Allerdings wartet auf sie eine andere Aufgabe. Das Chaos im Kinderzimmer. Überall liegen Wäsche, Süßigkeitenreste, Schminke, Schulsachen, Sportsachen und was es sonst noch so gibt herum. Zum Aufräumen fehlt ihr die Lust und die Zeit.Tatsächlich sind die Kinder alle mit Schule und Hobby zeitlich ziemlich ausgelastet und ich drücke immer wieder beide Augen zu, wenn es um die Nicht-Erledigung ihrer sowieso schon wenigen Aufgaben geht, aber jetzt sind Ferien. Keine Schule, wenig Termine mit den verschiedenen Sportvereinen, also Zeit genug. Die verbringt meine kleine Diva aber lieber damit TikToks zu erstellen, auch wenn sie kaum welche hochladen darf.
Was TikToks weißt Duauch nicht? Mensch, das ist aber echt 'ne Bildungslücke. TikTok ist eine Handy App mit der man kurze (Tanz-) Choreos mit unterlegter Musik erstellen, hochladen und mit Likes bewerten kann. Ganz böse ausgedrückt: das Youtube für Anfänger. Außerdem übt sich meine Teenie-Dame im Schminken, damit sie das später genauso gut beherrscht wie all die Insta-Influencer.

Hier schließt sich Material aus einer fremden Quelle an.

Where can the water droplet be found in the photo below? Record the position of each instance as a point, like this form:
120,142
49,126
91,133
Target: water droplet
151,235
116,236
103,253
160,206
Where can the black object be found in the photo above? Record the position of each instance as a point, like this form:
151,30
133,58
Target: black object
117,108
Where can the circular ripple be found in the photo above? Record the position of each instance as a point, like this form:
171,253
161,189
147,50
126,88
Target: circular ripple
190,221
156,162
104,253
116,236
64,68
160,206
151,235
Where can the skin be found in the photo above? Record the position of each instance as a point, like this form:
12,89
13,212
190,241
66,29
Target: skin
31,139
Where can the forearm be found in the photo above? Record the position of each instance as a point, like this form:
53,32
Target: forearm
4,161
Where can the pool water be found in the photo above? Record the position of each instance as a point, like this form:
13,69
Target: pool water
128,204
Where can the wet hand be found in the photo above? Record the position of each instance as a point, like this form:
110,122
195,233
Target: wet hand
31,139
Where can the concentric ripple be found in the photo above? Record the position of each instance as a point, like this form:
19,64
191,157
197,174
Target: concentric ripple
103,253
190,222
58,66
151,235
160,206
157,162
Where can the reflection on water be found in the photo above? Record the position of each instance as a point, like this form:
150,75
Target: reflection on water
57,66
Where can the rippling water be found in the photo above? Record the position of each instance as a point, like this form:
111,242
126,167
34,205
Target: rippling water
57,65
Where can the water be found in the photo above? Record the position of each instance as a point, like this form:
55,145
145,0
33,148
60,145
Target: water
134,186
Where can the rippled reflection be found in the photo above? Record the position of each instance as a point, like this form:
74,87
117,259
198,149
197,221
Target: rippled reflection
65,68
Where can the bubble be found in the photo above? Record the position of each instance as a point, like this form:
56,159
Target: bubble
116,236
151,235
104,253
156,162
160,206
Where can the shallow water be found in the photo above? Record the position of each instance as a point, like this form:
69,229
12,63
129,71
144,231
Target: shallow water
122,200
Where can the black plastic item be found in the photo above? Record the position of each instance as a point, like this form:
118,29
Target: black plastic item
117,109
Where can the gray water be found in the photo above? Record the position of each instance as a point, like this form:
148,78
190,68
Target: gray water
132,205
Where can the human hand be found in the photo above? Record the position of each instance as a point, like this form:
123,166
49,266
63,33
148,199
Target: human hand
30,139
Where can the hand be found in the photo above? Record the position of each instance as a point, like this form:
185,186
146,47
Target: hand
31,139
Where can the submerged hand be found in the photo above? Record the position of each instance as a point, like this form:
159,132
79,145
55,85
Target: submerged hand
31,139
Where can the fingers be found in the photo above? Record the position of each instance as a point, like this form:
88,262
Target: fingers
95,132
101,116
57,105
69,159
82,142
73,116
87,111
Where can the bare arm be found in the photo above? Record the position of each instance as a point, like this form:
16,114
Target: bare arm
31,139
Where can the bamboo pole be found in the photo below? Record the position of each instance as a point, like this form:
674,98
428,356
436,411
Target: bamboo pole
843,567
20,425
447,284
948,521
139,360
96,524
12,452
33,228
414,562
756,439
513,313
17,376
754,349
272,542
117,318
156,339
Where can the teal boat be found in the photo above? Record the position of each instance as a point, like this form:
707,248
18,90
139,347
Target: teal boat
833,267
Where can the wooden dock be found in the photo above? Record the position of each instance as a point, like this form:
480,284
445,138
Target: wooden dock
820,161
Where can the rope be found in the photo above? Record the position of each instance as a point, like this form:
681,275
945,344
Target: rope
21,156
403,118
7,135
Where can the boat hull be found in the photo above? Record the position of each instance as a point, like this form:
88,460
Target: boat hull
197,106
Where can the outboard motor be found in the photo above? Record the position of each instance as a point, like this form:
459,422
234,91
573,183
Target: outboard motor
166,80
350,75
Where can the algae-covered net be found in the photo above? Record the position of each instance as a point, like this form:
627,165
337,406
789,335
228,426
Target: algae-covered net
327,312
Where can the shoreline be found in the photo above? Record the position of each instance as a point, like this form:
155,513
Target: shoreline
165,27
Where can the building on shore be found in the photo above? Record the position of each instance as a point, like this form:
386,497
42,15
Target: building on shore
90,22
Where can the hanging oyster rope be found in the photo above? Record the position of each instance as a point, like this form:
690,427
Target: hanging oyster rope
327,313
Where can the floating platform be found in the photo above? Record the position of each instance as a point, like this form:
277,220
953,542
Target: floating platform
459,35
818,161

Freundinnen dürfen sie aber nicht geschminkt sehen, das ist peinlich, sie ist ja schließlich keine Tussi. Ach so.
Außerdem macht sie etwas wirklich Ungewöhnliches. Sie nutzt ihr teures Smartphone zum telefonieren, wenn auch per Whatsapp mit Videocall. Sie ist nämlich jetzt vergeben und ordentlich verknallt. Im Teenie-Neudeutsch nennt man seinen Freund (auch denjenigen, in den man verliebt ist ohne mit ihm zusammen zu sein) jetzt "Crush". Meine Söhne erleiden regelmäßige Würgereize, wenn meine Tochter ihren Freund "meinen Crush" nennt, aber das stört sie nicht.
Dafür nervt sie das ständige Genöhle darum, dass er dumm und häßlich sei und sie sowieso zu jung für einen Freund. Meine These ist ja, dass ihr großer Bruder in seiner Pubertätsendphase einfach nur ein bißchen neidisch ist, weil er keine Freundin hat.

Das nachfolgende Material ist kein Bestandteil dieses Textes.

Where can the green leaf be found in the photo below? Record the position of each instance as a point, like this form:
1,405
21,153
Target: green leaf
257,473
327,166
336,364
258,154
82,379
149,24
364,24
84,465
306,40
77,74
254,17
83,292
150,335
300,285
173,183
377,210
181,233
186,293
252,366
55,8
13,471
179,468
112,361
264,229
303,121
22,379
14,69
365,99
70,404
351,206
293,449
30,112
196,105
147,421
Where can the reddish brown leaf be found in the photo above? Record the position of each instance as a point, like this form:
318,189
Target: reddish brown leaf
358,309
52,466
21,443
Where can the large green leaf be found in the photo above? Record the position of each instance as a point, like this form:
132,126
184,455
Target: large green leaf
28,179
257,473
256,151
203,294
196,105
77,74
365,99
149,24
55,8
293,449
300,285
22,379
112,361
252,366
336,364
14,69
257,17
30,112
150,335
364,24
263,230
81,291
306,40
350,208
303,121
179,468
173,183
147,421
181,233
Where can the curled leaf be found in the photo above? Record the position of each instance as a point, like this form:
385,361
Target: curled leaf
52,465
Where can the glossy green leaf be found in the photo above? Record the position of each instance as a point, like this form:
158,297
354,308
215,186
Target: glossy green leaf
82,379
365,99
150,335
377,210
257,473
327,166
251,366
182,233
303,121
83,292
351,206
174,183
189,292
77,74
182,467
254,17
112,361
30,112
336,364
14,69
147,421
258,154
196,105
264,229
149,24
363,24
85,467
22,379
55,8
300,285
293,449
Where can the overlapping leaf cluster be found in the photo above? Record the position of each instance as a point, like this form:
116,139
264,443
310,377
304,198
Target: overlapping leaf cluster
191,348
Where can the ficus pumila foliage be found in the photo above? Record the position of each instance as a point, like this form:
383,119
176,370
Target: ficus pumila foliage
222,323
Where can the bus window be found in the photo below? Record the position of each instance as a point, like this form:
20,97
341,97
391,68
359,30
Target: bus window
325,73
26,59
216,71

Nachdem die drei Großen murrend ihre Aufgaben erledigen, fällt mir plötzlich auf, dass unsere Kleinste verdächtig still in ihrem Zimmer ist. Durchatmen und nachgucken. Vorsichtig öffne ich die Türe und die leise Ahnung, dass ich nach dem Aquarium auch noch ihr Zimmer aufräumen muss, bestätigt sich in sofort. Sie sitzt inmitten eines Spiel-Koch-Schleim und Schminkchaos. Sowohl ihr Schreibtisch, als auch ihr Gesicht sind in ein tiefes Wasserfarbenblau getaucht und ihre Fingernägel sind mit pinkem Nagellack der älteren Schwester lackiert. Stolz lächelt sie mich an: „Guck mal Mama, ich bin angeschminkt.“ „Wunderschön mein Schatz.“ erwidere ich und bringe es nicht übers Herz, jetzt vom Aufräumen zu reden.

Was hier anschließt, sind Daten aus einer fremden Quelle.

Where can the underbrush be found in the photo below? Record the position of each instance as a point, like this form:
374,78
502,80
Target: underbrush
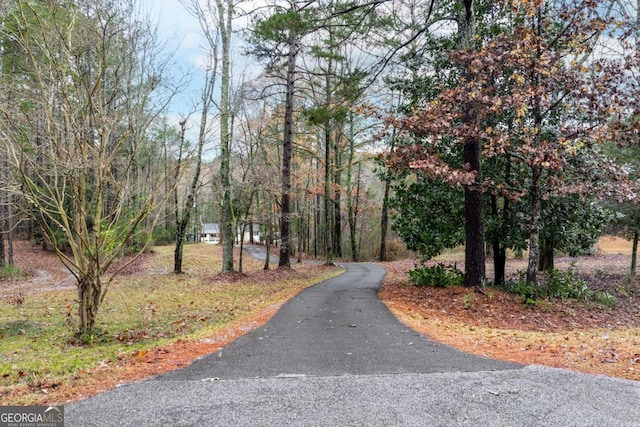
552,285
439,276
558,285
40,351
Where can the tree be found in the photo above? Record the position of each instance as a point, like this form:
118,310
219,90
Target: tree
527,99
278,38
89,71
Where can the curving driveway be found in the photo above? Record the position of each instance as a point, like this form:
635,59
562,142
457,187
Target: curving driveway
335,356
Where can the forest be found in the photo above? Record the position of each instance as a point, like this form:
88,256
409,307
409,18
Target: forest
372,128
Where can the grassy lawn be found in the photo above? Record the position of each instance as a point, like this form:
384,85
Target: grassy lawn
144,311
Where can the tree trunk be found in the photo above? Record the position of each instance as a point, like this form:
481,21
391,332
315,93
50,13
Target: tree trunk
534,228
287,152
89,297
384,217
225,135
546,255
634,253
327,236
337,199
498,249
474,225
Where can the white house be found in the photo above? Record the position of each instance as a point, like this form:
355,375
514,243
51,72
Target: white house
210,233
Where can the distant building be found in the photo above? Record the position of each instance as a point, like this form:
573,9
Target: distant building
210,233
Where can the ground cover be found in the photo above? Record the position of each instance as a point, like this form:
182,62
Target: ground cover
584,336
152,321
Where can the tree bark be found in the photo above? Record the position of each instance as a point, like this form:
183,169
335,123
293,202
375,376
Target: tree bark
228,235
634,253
547,255
474,224
287,152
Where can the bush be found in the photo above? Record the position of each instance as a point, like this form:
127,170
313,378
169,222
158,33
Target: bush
439,276
558,285
10,272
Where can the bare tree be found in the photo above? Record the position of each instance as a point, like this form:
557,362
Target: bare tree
89,72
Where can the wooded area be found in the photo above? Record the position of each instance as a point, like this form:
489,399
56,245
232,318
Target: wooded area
502,125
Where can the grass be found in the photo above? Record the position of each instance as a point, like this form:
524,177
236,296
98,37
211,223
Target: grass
141,312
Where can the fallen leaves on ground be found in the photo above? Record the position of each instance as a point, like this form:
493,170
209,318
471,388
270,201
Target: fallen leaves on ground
580,336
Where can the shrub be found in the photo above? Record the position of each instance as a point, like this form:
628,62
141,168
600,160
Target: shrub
558,285
439,276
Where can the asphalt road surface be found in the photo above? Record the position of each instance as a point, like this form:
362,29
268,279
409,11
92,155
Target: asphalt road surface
335,356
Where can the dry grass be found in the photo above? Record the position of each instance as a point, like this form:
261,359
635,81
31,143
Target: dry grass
151,321
581,336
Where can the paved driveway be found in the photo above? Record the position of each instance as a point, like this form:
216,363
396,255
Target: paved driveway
335,356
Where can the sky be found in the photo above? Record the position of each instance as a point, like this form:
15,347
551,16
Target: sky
183,35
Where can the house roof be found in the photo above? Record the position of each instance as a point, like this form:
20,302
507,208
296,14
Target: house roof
210,228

Was soll's. Die Wäsche im Wohnzimmer kann warten und mein Feierabend sowieso.
7 comments
Alter ich hör dich steppen
… damit meinte mein aktuell explosionsartig zum Hulk mutierender Anfangsteenie nicht den schön klappernden Tanz, sondern seinen Spielpartner. Ich bin jetzt sehr beruhigt, dass bei uns bisher nur eine Tastatur das Zeitliche gesegnet hat. Aber Bruder, du bist ja Eeeehrenmann, hast dir ne neue Tastatur vom Taschengeld gegönnt. Und schon geht es weiter mit dem shoooooooten!
So real – Du Ehrenfrau
Liebe Tanja,
vielen Dank dafür, dass ich so herrlich lachen konnte und mich freuen konnte, dass wir nicht die einzige bekloppte Familie mit Teenagern sind. Hast Du denn auch schon an TikToks mit wirken dürfen 🙂 🙂
Ich würde gerne Deine Artikel abonnieren – geht das irgendwie irgendwo?
Alles Gute!
Alexandra
Herrlich und so wahr!
Ein wunderbarer Artikel! Er gibt genau das wieder, was bei uns daheim abläuft. Meine Jungs sind auch auf Fortnite-Droge und ganze Sätze zu formulieren, fällt ihnen häufig schwer. Dazu dieser bellende Tonfall… was mich auch extrem annervt, sind die Wutanfälle. Wieso spiele ich ein Spiel, dass mich so wütend macht. OK, dass dabei auch immer irgendjemand getötet wird, finde ich auch grausam. Ich verstehe es nicht, habe schon oft versucht, die Faszination des Spiels nachzuempfinden. Gelingt mir nicht. Von daher gibt’s bei uns immer wieder Kompromisse: Spiel- und Wutzeiten für die Jungs und Familyzeit für Mama. Und abgesehen davon, finde ich das Teenageralter auch wunderbar! Ich würde mich freuen, mehr über dich und deinen Alltag mit deinen Teenies zu lesen. Alles Gute weiterhin! Andrea
Oh ja bitte ein buch
Ich fand es auch echt super lustig und unterhaltsam. Bitte mehr davon. Gibt es einen Blog?
DANKE
Lieben Dank für die lieben Kommentare. Ich hab schon oft darüber nachgedacht, ein Buch zu schreiben. Vielleicht sind Eure Kommentare endlich die Motivation, die es mich probieren lässt, mir die Zeit dafür freizuschaufeln.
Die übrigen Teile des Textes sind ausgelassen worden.